Reversibility of mitotic entry and exit in a monostable, ultrasensitive mitotic-switch model. (A) The dependence of fusion-protein thresholds on cell size. The dashed line depicts the fusion-protein concentration where CDK activity = 5 in our deterministic model. The triangles (▴ and ▾) indicate the fusion-protein concentrations where more than 50% of cells have CDK activity higher and lower than five, respectively, in our stochastic simulations. (B–D) Stochastic simulations of dialing-up the concentration of Cdc13^dbΔ-Cdk1 (red, yellow and green data points) and dialing-down the concentration of degradable Cdc13-Cdk1 fusion-protein (grey data points). Cells are clustered according to size into small (panel B, V = 650–800), medium (panel C, V = 800–950) and large (panel D, V = 950–1100) size classes. During dialing-up, nondegradable C-CDK is induced for different times in cells that are initially in the low CDK activity state (interphase); during dialing-down, the level of degradable C-CDK is followed in cells that are initially in the high CDK activity state (M-phase) and are degrading the fusion protein.

FIGURE 8:

Hysteresis in the bistable mitotic-switch model. (A) The dependence of fusion-protein thresholds on cell size. The green and red lines are the saddle-node bifurcation points in our deterministic model where CDK activity abruptly rises and falls, respectively.

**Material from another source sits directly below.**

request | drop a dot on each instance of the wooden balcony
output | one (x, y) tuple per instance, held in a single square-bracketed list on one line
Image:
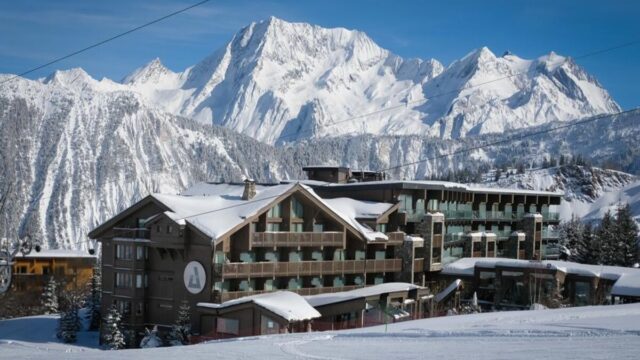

The triangles (▴ and ▾) indicate fusion-protein concentrations where more than 50% of cells have CDK activity higher and lower than five, respectively, in our stochastic simulations. (B–D) Stochastic simulations of mitotic entry (dialing-up) and exit (dialing-down) with stable (Cdc13^dbΔ-Cdk1) and unstable (Cdc13-Cdk1) fusion-protein, respectively. Cells are clustered according to their size into small (panel B, V = 650–800), medium (panel C, V = 800–950) and large (panel D, V = 950–1100) classes. During dialing-up, nondegradable C-CDK is induced for different times in cells that are initially in the low CDK activity state (interphase); during dialing-down, the concentration of degradable C-CDK is followed in cells that are initially in the high CDK activity state (M-phase) and are degrading the fusion protein.